Does Poland’s Government Realised That China is Not Russia?

Just over a month after Canada unlawfully detained the CFO of the Chinese tech giant Huawei on orders from the US, it has been announced that Poland has arrested one Chinese national in Poland who works for Huawei, an individual called Wang Weijing as well as a former senior intelligence officer from Poland. China’s government has demanded that all of the details of the matter concerning Wang’s detention be handed to the Chinese Embassy in Warsaw with the utmost urgency. While Huawai later terminated Wang’s employment, this still leaves more questions than answers.

At the same time, while China’s government and the wider world await information from Poland on this matter, inferential reasoning leads one to conclude that just as the US forced its Canadian ally to detain Huawei’s CFO for matters that had nothing to do with Canada, so too may the US have asked a similar “favour” of its Polish ally.

Of course, Donald Trump and Poland’s centre-right Prime Minister Mateusz Morawiecki as well as Poland’s President Andrzej Duda, have a highly productive working relationship between each other. On the one hand, Poland’s ruling Law and Justice party has been a major factor in opposing the European integrationism of Trump’s apparent nemesis Angela Merkel, while on the other hand, Poland provides a geographically useful and politically wiling partner in America’s neo-Cold War against Russia.

But while Poland is all too happy to join in with America’s anti-Russian stance in Europe, just because China and Russia are allies - this should not lead Poland to think that treating China in the same way as Russia will automatically lead to the same results.

At the moment, Poland is among the leading nations in the Three Seas Initiative which is a sub-European Union bloc that also includes, Australia, Bulgaria, Croatia, Estonia, Hungary, Latvia, Lithuania, Romania, Slovakia and Slovenia. It has been noted that while still in its early days, the Three Seas could represent a potentially crucial element of China’s Belt and Road connectivity initiative as the countries in the Three Seas include those on the eastern and southern frontiers of Europe that converge with Belt and Road connectivity projects in Turkey, Russia and the wider Eurasian space.

Because of this, and because Poland does not have a specifically antagonistic relationship with China in the way that it does with neighbouring Russia, it would make absolutely zero sense either at a practical nor at an emotional level for Poland to seemingly randomly arrest a Chinese national working for a company that could potentially revolutionise mobile data in Poland.
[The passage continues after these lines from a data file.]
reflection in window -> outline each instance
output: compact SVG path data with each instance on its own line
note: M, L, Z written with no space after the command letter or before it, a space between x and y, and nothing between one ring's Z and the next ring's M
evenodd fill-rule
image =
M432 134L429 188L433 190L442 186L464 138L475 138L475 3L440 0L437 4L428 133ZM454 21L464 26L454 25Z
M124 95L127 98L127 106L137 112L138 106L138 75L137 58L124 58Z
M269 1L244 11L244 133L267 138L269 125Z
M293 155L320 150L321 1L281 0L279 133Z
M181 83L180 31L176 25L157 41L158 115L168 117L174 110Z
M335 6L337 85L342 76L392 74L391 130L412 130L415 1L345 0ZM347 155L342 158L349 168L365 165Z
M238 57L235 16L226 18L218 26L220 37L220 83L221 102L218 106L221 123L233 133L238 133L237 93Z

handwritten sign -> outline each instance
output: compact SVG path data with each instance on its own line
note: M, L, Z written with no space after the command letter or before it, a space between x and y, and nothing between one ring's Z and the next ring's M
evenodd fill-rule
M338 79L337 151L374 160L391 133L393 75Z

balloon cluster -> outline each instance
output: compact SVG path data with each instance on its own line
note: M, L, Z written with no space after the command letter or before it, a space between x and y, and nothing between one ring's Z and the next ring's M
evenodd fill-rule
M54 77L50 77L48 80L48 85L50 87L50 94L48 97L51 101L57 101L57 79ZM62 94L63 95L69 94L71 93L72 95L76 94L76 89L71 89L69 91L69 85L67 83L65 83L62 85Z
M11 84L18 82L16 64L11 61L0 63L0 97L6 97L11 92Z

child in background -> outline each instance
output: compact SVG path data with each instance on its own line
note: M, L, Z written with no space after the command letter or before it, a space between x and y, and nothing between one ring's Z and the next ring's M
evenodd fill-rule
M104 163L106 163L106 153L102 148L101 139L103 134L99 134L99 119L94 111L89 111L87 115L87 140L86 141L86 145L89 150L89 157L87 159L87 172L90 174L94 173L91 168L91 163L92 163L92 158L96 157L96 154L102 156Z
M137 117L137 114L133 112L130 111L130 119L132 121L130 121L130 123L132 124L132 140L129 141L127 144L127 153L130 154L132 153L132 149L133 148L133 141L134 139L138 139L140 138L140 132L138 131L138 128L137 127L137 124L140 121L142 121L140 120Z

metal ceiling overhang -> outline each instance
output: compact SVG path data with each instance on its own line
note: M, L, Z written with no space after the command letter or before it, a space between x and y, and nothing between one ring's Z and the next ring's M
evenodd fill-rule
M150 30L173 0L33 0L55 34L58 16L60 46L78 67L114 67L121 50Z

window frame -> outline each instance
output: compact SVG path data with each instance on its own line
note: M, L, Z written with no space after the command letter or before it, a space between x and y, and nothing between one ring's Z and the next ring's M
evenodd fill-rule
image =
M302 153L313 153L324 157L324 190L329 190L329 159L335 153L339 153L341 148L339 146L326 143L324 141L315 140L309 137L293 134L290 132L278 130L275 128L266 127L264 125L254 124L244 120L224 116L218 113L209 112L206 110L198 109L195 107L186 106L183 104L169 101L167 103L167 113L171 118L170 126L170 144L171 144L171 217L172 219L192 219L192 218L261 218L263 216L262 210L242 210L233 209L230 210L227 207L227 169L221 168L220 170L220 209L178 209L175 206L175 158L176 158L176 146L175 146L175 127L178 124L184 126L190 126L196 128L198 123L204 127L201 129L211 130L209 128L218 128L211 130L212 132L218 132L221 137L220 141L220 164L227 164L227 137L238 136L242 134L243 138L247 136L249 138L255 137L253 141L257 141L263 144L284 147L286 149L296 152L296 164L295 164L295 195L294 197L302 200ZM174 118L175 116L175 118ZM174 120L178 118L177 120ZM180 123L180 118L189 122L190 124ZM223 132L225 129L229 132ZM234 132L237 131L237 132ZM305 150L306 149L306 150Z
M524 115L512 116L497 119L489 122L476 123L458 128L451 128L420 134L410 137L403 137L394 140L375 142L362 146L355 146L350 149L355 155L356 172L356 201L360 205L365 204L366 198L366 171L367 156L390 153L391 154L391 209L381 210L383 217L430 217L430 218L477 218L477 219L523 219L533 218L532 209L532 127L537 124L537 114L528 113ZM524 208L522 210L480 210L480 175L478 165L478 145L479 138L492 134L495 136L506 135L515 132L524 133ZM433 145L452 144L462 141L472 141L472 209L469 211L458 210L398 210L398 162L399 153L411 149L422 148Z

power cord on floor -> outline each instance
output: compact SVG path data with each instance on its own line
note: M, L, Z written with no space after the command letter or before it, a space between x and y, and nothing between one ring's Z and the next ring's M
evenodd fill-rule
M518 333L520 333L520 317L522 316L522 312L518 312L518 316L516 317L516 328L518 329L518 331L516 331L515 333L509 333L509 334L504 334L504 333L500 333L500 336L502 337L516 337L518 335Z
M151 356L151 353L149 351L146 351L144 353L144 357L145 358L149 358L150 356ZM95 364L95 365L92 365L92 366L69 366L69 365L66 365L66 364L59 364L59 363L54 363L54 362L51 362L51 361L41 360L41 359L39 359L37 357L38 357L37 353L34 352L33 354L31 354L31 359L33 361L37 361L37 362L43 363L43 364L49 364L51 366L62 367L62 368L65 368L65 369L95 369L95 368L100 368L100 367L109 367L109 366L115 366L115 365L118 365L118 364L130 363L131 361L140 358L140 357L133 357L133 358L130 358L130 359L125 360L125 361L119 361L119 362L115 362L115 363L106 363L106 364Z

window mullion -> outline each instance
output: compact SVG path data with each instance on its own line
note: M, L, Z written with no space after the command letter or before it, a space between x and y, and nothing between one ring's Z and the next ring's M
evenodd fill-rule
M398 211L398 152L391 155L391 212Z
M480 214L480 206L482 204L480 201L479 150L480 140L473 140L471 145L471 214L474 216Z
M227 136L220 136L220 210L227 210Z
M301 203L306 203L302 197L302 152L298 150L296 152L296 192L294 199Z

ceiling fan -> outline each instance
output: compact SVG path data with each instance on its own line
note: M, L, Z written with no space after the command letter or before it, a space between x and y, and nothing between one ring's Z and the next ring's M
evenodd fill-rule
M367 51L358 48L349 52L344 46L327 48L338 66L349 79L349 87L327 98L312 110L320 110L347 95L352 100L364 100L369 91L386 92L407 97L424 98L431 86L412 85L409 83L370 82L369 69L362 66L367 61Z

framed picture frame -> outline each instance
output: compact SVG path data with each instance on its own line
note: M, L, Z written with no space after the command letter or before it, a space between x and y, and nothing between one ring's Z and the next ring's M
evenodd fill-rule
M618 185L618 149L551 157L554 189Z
Therefore, one can logically deduce that either someone in Warsaw actually believes Wang is spying on Poland or else, a far more likely explanation is that Warsaw danced to the American tune as it has been inclined to do since the 1990s.

But while the idea of a US-Russia war in central Europe is little more than a pantomime threat in a year that will see the 30th anniversary of the fall of the Berlin Wall, as China’s current investments in Poland aren’t as substantial as for example Chinese investments in neighbouring Pakistan are, should China feel that its citizens are unsafe from random abuse at the hands of the Polish authorities, it would be all too easy for China to pick up and walk away from Poland if pushed to such a position.
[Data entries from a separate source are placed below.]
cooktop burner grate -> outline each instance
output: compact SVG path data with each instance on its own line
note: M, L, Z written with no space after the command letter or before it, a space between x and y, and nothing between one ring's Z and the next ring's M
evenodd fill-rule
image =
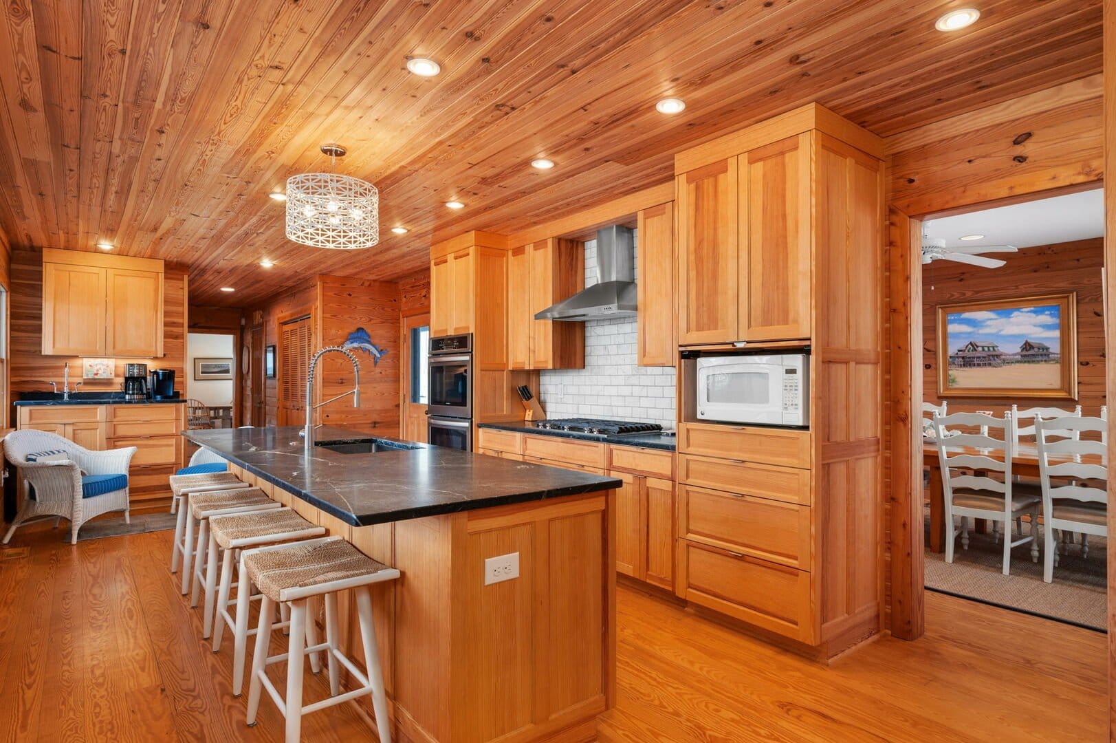
M556 418L539 421L538 428L596 436L631 436L634 434L656 434L663 430L658 423L636 423L626 420L602 420L597 418Z

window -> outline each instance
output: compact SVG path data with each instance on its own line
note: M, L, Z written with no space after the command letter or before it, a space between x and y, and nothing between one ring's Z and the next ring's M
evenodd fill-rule
M411 328L411 402L426 404L426 359L430 355L430 326Z

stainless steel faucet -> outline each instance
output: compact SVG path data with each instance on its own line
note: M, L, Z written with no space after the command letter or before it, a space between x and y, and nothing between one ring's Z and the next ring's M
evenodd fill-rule
M329 398L328 400L323 400L318 404L314 404L314 370L318 365L318 359L326 355L330 351L336 351L337 353L345 354L345 358L353 362L353 389L348 392L343 392L335 398ZM306 427L302 429L302 437L306 439L304 442L306 447L306 454L310 454L314 450L314 411L324 404L329 404L335 400L340 400L341 398L353 396L353 407L360 407L360 364L357 363L356 356L346 351L339 345L328 345L321 349L314 358L310 359L310 371L306 374Z

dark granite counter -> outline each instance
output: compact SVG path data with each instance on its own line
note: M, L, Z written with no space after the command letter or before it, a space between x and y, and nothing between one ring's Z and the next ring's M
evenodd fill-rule
M636 434L634 436L605 438L594 434L577 434L575 431L555 431L547 428L538 428L538 422L533 420L516 420L503 423L478 423L477 427L494 428L499 431L518 431L520 434L556 436L561 439L580 439L583 441L598 441L600 444L613 444L618 446L637 446L646 449L662 449L664 451L674 451L676 438L673 434Z
M622 484L612 477L328 426L317 430L318 446L307 458L299 430L288 426L182 435L354 526L607 490ZM379 450L341 454L323 446L367 449L367 442Z
M181 404L185 398L172 400L125 400L123 392L70 392L69 400L62 400L61 392L21 392L20 399L12 402L22 408L27 406L150 406Z

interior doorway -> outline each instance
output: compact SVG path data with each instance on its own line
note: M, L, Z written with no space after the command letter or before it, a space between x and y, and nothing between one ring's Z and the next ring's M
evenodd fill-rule
M1048 527L1048 512L1059 512L1042 497L1033 429L1036 416L1107 419L1104 194L1094 188L1016 201L921 220L922 344L912 368L921 371L923 445L913 454L923 470L925 587L1104 630L1107 539ZM958 413L987 416L987 425L961 425L951 418ZM935 427L935 415L956 425ZM949 466L951 451L968 451L945 446L958 435L1010 439L1012 497L1029 513L1007 525L949 513L950 493L953 504L964 501L971 478L1003 479L975 461ZM1100 440L1099 430L1076 436ZM985 446L992 458L1007 448ZM952 487L943 483L950 477Z
M400 337L403 340L403 364L400 370L400 437L408 441L426 442L430 314L404 316L401 320Z

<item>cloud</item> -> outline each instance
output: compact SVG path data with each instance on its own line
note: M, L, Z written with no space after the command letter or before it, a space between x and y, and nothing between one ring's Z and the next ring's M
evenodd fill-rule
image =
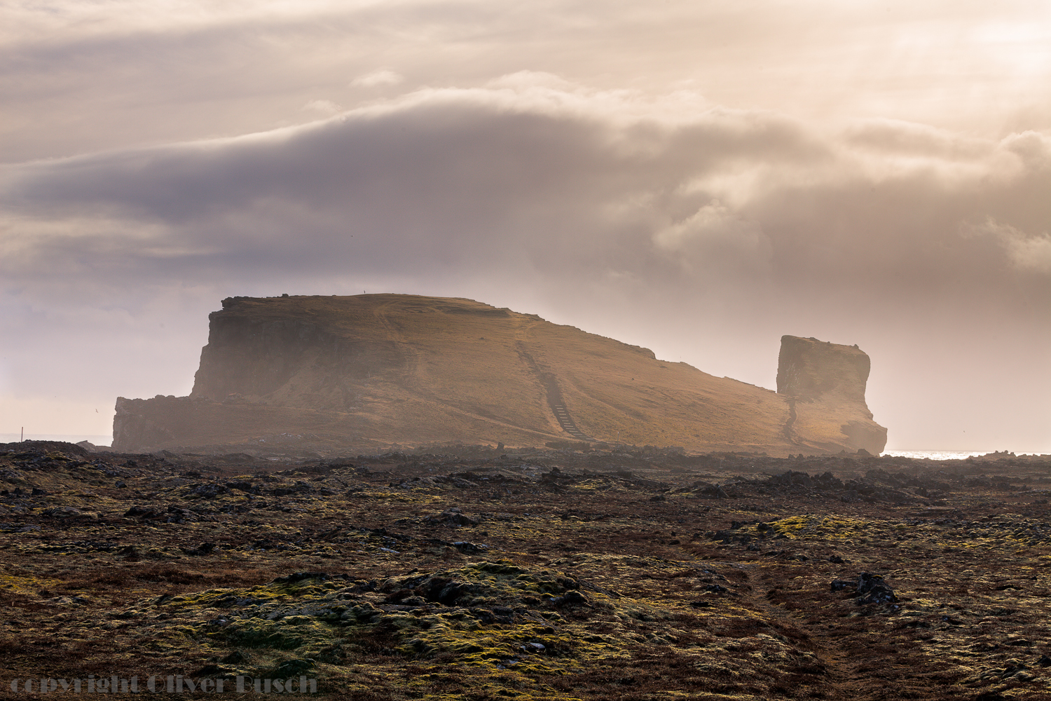
M397 85L404 81L404 76L388 68L380 68L378 70L373 70L372 73L367 73L364 76L358 76L352 80L350 84L359 85L362 87L376 87L378 85Z
M335 115L337 111L343 109L343 107L331 100L311 100L307 104L303 105L303 108L308 111L321 112L323 115Z
M538 311L767 386L777 338L795 333L903 373L906 338L922 337L945 355L941 379L916 382L946 395L987 353L1018 370L983 392L1051 389L1026 355L1051 305L1051 244L1024 233L1051 221L1045 145L889 121L822 129L516 73L243 137L3 166L0 291L20 333L53 307L48 329L92 338L168 319L182 360L156 330L138 357L165 363L115 365L116 341L84 351L84 373L139 373L147 396L192 376L218 298L362 289ZM983 234L961 236L966 222ZM953 346L975 327L1018 343ZM17 367L37 362L27 352Z
M1051 235L1047 232L1029 234L991 217L980 225L965 224L963 231L965 235L989 235L998 241L1019 270L1051 274Z

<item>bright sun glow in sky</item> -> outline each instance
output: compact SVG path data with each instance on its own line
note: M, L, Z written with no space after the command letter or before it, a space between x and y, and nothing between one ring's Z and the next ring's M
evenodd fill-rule
M0 433L185 394L229 295L467 296L891 448L1051 452L1051 3L0 3Z

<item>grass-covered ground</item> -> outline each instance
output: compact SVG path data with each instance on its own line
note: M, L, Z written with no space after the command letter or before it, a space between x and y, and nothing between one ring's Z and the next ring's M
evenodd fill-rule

While China helping Poland to modernise its mobile networks is clearly a win-win scenario, were Poland to antagonise China, the stakes for Beijing would be so comparatively low that it would become a lopsided lose-lose to the detriment of Polish mobile and broadband users should China decide to quit the country in respect of digital connectivity cooperation.

While Russia, has long been a customer for Polish agriculture, a sector that has been hit by the 2014 era EU sanctions on Russia, many in both Moscow and Warsaw are resigned to the fact that Russo-Polish relations will be inexorably strained for the foreseeable future. Yet because of the expansive distance between Poland and China, there is no reason why anything but win-win relations should exist between a growing economy in central Europe and the world’s most dynamic economic superpower.
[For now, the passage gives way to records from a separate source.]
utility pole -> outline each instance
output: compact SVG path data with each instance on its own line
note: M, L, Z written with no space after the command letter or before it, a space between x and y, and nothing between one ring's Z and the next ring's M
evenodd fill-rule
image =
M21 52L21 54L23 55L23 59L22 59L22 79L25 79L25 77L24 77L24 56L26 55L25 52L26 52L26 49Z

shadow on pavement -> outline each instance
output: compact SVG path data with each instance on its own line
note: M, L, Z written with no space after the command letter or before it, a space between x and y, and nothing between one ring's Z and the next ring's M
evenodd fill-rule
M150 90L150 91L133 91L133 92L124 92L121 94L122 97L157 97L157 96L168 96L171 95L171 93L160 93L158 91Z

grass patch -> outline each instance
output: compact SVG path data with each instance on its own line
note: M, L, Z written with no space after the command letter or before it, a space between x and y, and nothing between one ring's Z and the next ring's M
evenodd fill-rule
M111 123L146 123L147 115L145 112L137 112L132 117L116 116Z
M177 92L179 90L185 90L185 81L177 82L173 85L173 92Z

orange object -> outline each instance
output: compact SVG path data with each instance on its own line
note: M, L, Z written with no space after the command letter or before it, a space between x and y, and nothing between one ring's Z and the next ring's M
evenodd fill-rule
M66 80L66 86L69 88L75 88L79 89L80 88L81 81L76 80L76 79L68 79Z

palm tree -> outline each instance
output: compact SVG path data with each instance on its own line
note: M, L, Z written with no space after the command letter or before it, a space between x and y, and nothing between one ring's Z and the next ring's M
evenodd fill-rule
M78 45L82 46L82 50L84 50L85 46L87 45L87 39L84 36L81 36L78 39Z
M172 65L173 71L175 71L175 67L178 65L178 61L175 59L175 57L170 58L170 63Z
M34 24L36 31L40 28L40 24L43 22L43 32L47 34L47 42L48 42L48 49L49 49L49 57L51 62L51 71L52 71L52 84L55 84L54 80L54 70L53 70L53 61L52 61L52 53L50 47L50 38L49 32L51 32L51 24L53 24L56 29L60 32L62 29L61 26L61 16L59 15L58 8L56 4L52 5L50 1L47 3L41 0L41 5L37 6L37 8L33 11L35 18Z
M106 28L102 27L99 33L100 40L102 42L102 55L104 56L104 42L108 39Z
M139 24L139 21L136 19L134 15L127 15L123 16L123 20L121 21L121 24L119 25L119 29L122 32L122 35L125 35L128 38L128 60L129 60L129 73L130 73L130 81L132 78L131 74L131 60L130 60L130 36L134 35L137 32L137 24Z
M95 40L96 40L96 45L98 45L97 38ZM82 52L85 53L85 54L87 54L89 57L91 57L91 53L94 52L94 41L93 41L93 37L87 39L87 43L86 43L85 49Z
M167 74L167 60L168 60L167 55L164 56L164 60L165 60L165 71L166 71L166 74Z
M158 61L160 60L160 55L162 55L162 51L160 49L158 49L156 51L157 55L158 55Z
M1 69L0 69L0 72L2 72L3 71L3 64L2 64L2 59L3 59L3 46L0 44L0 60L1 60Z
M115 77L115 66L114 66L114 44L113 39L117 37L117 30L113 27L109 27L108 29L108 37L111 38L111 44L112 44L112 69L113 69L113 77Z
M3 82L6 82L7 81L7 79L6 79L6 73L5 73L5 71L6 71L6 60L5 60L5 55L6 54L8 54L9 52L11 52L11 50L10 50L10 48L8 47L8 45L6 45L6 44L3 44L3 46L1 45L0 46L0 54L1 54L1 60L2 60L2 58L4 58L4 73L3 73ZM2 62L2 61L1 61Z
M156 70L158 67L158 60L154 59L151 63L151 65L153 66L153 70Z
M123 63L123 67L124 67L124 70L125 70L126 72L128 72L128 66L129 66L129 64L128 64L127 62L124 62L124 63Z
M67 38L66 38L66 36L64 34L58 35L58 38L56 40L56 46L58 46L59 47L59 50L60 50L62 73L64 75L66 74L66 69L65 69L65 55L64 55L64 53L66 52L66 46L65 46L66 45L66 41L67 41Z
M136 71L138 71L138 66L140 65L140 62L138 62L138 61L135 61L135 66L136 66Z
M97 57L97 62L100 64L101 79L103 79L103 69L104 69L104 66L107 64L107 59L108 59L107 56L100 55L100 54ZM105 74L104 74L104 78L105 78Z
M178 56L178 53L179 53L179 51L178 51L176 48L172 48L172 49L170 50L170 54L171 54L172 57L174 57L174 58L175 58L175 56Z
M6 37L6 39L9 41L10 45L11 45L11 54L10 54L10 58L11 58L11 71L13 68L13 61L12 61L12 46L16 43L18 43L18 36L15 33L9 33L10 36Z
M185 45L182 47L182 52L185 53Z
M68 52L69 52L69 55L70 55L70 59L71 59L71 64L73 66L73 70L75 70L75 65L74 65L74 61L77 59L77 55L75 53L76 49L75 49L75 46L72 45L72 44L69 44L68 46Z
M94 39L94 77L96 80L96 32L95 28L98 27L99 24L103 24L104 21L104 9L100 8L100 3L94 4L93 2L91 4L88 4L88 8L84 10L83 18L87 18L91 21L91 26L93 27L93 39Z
It is therefore in Poland’s interest not to fall into the trap that Canada has fallen into by needlessly antagonising China and harming a Chinese citizen for no self-interested gain. While the US dictating Polish policies towards Russia is more often than not a matter of preaching to the converted, when it comes to antagonising China, Poland has nothing to gain and potentially a lot to lose by treating China in the way that Russia tends to be treated by America’s closest European partners.